Comme souvent dans ce climat de guerre exacerbé, une étincelle suffit à mettre le feu aux poudres. En 1297, sur les terres du seigneur d’Awans, Humbert Corbeau, vit une riche serve qu’il destine en mariage à l’un de ses familiers. Mais un certain Hannecheaz, cousin de Guillaume, seigneur de Waroux, enlève la belle, consentante, et l’épouse. C’est un casus belli, d’autant que, d’après ce qu’on en sait, le seigneur d’Awans a une volonté de domination sur le reste de la noblesse hesbignonne. Pour Christophe Masson, le rapt de la serve est évidemment un prétexte : « elle n’est connue par personne, aucun chroniqueur fiable ne la nomme et tous s’en désintéressent ; on peut en déduire qu’elle a vécu sa vie avec son mari dans l’indifférence totale ; c’est donc très mineur comme événement semble-t-il. Si cela tombe le vol d’un bœuf aurait pu avoir la même conséquence ! ». Mais il existait des tensions entre plusieurs participants à la guerre et il est donc vraisemblable que le rapt a servi de prétexte pour vider des querelles latentes.  D’où sans doute sa durée puisque le règlement du conflit n’aura lieu qu’en 1335 !

Guérilla

Pendant près de 40 ans, les deux familles –au sens large du terme, il faudrait peut-être écrire clan- vont se livrer à une guerre émaillée de nombreux combats. Ici aussi, il faut s’entendre sur la signification du terme : « Sauf exceptions, explique Christophe Masson, comme par exemple la bataille de Crécy ou les croisades, le Moyen Âge n’est pas une période où s’affrontent des armées de la taille de celles qu’on connaît aux XVIIe et XVIIIe siècles. Les armées sont principalement composées d’aristocrates, c’est-à-dire une frange réduite de la population et, parmi eux, tous ne prennent pas part aux combats. Dans le cas qui nous occupe, les combats mobilisent donc au maximum quelques centaines de combattants, et il n’y que trois ‘grandes’ batailles tout au long de cette guerre : celle de Loncin en 1298, de Waremme en 1313 et Donmartin en 1325, les seules où s’affrontent deux armées de cavaliers avec des charges comme on les imagine. »

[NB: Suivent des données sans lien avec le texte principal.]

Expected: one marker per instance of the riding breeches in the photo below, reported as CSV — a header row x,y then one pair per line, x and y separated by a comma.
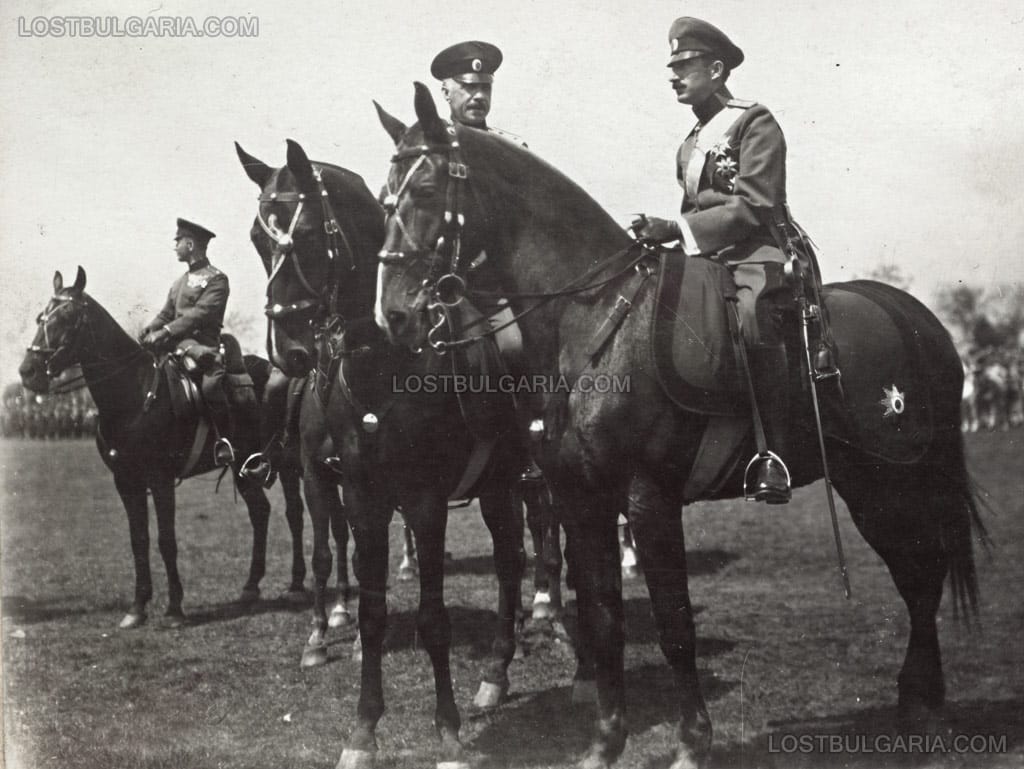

Hormis ces batailles, qui ne décideront d’ailleurs pas de l’issue du conflit, cette guerre est plutôt une série de coups de mains, d’assauts rapides, de guet-apens, d’assassinats ciblés, de conquêtes de maisons, d’incendies de récoltes. Comme c’est d’ailleurs la règle dans toute l’Europe pendant le Moyen Âge. Ce sont ces caractéristiques qui donnent sa vigueur au conflit : il n’aurait pas pu y avoir trente ans de grandes batailles successives.

(1) Christophe Masson, La guerre des Awans et des Waroux. Une ‘vendetta’ en Hesbaye liégeoise (1297-1335), in Le Moyen Âge, De Boeck, tome CXIX, 2/2013 et 3-4/2013.